Pesquisas indicam que pessoas com TEA frequentemente exibem habilidades extraordinárias como atenção a detalhes, pensamento lógico, foco prolongado e precisão, características valorizadas em tarefas que exigem análise, controle de qualidade ou solução de problemas complexos. Essas competências impactam diretamente a produtividade e a inovação das organizações.
Exemplos de empresas que lideram esse movimento:
- Microsoft, com seu programa Autism Hiring Program (2015), contratou mais de 100 profissionais neurodivergentes para áreas técnicas como desenvolvimento e teste de software. O resultado: maior qualidade nos produtos e aumento da criatividade nos times.
- SAP, por meio do Autism at Work (desde 2013), contratou mais de 160 pessoas autistas em 13 países. A empresa relata crescimento em inovação, precisão operacional e engajamento interno. A taxa de retenção de talentos neurodivergentes ultrapassa 90%.
- JPMorgan Chase implementou o programa Autism at Work em parceria com a Specialisterne. Estagiários neurodivergentes demonstraram até 92% mais produtividade e 99% de retenção ao longo do programa.
- No Brasil, o Itaú-Unibanco, em parceria com a Specialisterne, contratou mais de 30 profissionais com autismo.

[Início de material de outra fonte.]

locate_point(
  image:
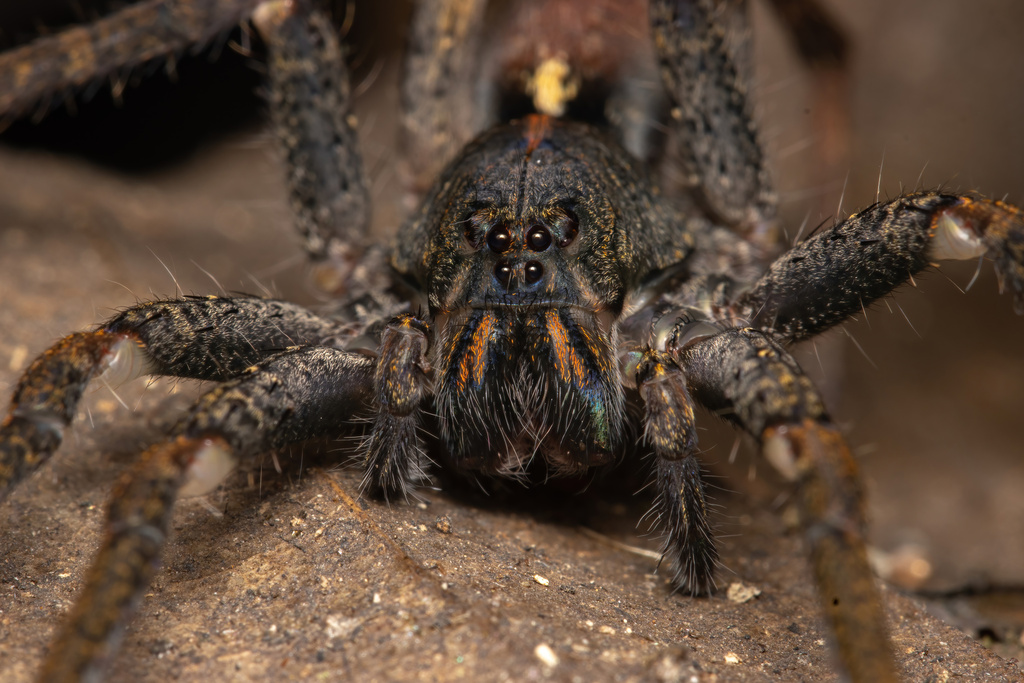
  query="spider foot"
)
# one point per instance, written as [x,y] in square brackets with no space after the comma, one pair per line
[208,338]
[46,397]
[394,454]
[670,428]
[974,227]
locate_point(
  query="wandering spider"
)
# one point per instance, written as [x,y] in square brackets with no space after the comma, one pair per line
[497,241]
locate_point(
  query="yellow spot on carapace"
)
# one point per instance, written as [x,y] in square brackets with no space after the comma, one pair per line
[553,85]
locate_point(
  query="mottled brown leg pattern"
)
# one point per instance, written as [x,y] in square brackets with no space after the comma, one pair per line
[671,429]
[206,338]
[749,379]
[311,108]
[394,456]
[56,66]
[715,131]
[437,91]
[293,396]
[839,271]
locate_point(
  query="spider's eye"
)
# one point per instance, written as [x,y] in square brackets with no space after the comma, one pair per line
[539,238]
[503,272]
[499,238]
[534,271]
[568,225]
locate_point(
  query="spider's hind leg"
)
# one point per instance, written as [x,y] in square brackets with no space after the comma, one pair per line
[748,378]
[205,338]
[837,272]
[298,394]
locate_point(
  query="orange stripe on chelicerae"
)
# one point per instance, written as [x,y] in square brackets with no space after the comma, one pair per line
[473,360]
[569,363]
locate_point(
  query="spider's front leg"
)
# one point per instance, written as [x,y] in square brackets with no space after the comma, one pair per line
[205,338]
[393,452]
[839,271]
[298,394]
[748,378]
[670,428]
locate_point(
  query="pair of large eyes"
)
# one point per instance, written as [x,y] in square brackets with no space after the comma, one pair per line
[499,238]
[539,237]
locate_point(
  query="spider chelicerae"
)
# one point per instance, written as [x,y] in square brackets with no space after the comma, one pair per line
[482,230]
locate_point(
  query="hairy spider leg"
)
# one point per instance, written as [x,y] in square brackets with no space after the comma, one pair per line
[394,457]
[438,116]
[723,160]
[747,378]
[311,110]
[670,428]
[39,74]
[204,338]
[834,274]
[295,395]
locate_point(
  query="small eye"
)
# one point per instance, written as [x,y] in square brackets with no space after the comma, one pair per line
[503,272]
[569,227]
[499,239]
[534,271]
[539,238]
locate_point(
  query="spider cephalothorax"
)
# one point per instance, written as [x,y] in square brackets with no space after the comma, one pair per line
[536,242]
[555,287]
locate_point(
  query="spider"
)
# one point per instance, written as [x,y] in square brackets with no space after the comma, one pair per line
[387,361]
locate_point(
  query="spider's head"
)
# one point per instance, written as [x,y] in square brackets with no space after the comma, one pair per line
[528,251]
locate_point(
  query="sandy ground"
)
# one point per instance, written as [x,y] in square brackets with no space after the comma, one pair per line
[297,580]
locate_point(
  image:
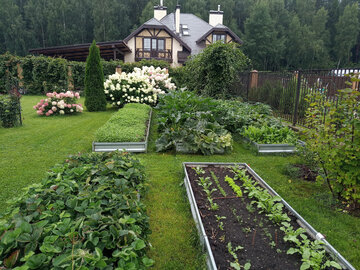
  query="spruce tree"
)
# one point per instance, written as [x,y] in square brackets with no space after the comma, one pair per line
[94,81]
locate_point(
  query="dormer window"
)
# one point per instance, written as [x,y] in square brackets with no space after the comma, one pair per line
[154,44]
[217,37]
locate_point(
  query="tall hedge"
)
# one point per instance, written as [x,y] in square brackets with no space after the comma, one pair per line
[94,81]
[41,74]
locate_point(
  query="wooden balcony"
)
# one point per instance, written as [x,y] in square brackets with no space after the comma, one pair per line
[165,55]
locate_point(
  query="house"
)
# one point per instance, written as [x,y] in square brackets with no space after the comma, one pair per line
[170,37]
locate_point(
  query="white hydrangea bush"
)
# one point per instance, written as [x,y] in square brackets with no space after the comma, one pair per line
[130,88]
[158,77]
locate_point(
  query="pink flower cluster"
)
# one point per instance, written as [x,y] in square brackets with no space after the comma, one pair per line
[59,103]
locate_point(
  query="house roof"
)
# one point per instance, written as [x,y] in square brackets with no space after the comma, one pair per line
[222,28]
[154,23]
[198,30]
[79,52]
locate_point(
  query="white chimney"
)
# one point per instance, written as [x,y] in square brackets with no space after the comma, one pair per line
[160,11]
[177,19]
[216,17]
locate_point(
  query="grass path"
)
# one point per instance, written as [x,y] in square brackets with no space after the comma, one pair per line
[27,152]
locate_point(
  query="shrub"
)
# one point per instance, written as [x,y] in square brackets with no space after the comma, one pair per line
[335,140]
[130,87]
[236,115]
[84,215]
[186,120]
[59,103]
[94,81]
[213,71]
[126,125]
[9,110]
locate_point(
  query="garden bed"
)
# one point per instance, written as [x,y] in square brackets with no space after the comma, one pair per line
[110,136]
[254,236]
[274,148]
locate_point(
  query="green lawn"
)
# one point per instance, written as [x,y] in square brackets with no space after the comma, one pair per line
[27,152]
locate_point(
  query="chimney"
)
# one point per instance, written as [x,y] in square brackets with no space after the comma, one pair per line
[177,19]
[160,11]
[216,17]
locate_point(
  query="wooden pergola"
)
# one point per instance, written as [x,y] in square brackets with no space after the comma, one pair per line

Os feedbacks destacam habilidades analíticas, foco e a capacidade de trazer perspectivas diferentes e inspiradoras ao time.
Além dessas corporações, institutos como a Specialisterne, fundada por Thorkil Sonne, são referência global, oferecendo serviços de TI e avaliação de talentos com identificação formal de potencial neurodiverso como diferencial competitivo.
O que essas iniciativas revelam:
- Inclusão não se resume a presença, é também sobre valor.
- Adaptações simples, como ambientes com menos ruído ou entrevistas diferenciadas, podem liberar inovação e desempenho.
- Times neurodiversos costumam ser mais produtivos, criativos e com menor taxa de turnover. A inclusão gera cultura e impacto econômico.
Se sua empresa busca ser mais humana, ética e estratégica, apoiar a neurodiversidade por meio de contratação, de programas internos ou de parcerias com projetos sociais como os do Instituto Soul não é só justo: é um diferencial real.
Transformar não é apenas pensar diferente. É pensar com todos.